This is quite some novel. The quote that prefaces White Tears ends with the line ‘I didn’t know right from wrong’ and somehow the story of Seth, a recording engineer obsessed with sound, who makes his own recording equipment sensitive enough to pick up voices from the past, unfolds into a tale that brings history into the present forcing old wrongs out into the light in a way that offers no redemption. What has happened is always happening, remnants of old sound waves reverberating around us, waiting for us to tune into their frequency.
So whilst the novel is about music, most specifically the blues, it is also about race and the history of black slavery and oppression in America. The white tears are those shed by the privileged, desperate to make up for the behaviour of their ancestors but unwilling or unable to part with their winnings.

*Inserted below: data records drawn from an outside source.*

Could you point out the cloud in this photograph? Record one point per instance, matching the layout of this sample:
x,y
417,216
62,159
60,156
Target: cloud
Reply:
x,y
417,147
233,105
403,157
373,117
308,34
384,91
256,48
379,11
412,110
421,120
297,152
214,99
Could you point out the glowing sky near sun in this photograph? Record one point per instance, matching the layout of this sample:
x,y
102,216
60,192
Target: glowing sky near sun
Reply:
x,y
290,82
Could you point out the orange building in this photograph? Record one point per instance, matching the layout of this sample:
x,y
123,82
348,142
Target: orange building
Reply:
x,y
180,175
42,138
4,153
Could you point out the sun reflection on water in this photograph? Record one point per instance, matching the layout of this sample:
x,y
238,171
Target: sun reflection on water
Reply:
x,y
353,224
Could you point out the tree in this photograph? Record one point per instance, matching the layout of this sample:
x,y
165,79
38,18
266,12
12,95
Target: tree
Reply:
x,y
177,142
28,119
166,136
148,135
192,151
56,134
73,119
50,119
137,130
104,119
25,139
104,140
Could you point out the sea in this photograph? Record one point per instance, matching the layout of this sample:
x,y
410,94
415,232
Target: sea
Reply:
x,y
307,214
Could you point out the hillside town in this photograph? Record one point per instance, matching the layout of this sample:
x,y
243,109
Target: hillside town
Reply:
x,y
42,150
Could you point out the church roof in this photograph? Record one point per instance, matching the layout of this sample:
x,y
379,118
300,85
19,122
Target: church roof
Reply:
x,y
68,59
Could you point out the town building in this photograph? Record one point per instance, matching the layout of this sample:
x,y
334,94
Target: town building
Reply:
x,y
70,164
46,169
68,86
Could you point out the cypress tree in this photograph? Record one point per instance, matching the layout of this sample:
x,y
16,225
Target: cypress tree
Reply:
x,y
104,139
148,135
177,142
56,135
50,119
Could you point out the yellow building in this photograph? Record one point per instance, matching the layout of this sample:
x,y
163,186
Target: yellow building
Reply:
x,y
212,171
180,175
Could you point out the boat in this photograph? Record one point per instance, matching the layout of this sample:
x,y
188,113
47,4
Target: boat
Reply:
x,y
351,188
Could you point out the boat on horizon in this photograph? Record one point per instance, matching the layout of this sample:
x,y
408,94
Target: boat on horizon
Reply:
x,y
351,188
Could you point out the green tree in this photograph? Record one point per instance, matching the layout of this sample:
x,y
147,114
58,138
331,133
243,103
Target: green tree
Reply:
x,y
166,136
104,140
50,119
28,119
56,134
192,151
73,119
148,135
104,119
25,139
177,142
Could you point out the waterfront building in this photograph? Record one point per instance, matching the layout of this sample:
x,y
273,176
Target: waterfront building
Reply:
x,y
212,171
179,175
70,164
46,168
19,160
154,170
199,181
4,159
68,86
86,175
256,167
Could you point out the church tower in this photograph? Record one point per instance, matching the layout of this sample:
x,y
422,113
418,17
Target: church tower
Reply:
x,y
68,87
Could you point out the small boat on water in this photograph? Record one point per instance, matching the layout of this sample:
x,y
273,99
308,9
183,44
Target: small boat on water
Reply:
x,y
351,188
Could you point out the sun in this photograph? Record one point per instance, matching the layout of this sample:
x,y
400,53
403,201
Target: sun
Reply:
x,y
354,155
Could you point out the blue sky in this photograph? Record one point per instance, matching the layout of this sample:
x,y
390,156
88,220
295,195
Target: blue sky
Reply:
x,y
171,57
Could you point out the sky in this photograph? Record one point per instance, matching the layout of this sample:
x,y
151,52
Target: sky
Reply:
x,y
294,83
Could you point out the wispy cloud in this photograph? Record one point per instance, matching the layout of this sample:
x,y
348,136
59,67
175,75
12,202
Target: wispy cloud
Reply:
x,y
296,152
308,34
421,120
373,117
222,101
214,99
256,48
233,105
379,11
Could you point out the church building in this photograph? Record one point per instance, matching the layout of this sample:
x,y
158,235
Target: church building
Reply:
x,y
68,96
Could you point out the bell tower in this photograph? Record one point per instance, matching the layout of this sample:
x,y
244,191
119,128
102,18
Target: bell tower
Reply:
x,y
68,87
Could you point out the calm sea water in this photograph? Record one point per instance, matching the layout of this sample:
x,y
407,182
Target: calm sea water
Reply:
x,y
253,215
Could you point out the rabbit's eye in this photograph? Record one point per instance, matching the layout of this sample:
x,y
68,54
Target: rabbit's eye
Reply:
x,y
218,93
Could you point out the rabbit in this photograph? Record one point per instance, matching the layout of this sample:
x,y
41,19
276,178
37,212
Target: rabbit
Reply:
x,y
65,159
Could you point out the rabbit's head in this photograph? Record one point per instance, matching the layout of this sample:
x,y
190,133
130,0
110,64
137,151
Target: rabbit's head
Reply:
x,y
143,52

The old song Seth picks up on his equipment pours the past into his ears and those of his partner, Carter, the youngest of the rich and influential Wallace family who built their wealth in the South through the labour of the unfairly imprisoned or badly paid black man. Longing to hear authentic sound, the two young men find themselves living the authentic suffering that infuses the blues they love so much.
White Tears is part detective story, part cautionary tale and a definite new contributor to the great American novel. From the first pages I felt myself drawn in, there was a feeling of Paul Auster-like biblical puzzle, and a love of language, a respect for the sound of words that draws you through some dark and magical storylines.
By the end my teeth are on edge, my heart has worked its way into my mouth, and I no longer know what is right or wrong, how any of us can hope to understand or atone for a past whose black tunes sing right out of our white noise.
White Tears is an impressive and frightening novel that wonders when we’ll be able to step inside a human skin and forget its colour; when we’ll be able to protect the dispossessed rather than those with money. However we try to bury the wrongs of the past, in White Tears it can never be fully erased, its angry buzzing always whining at the edges of our conscious hearing.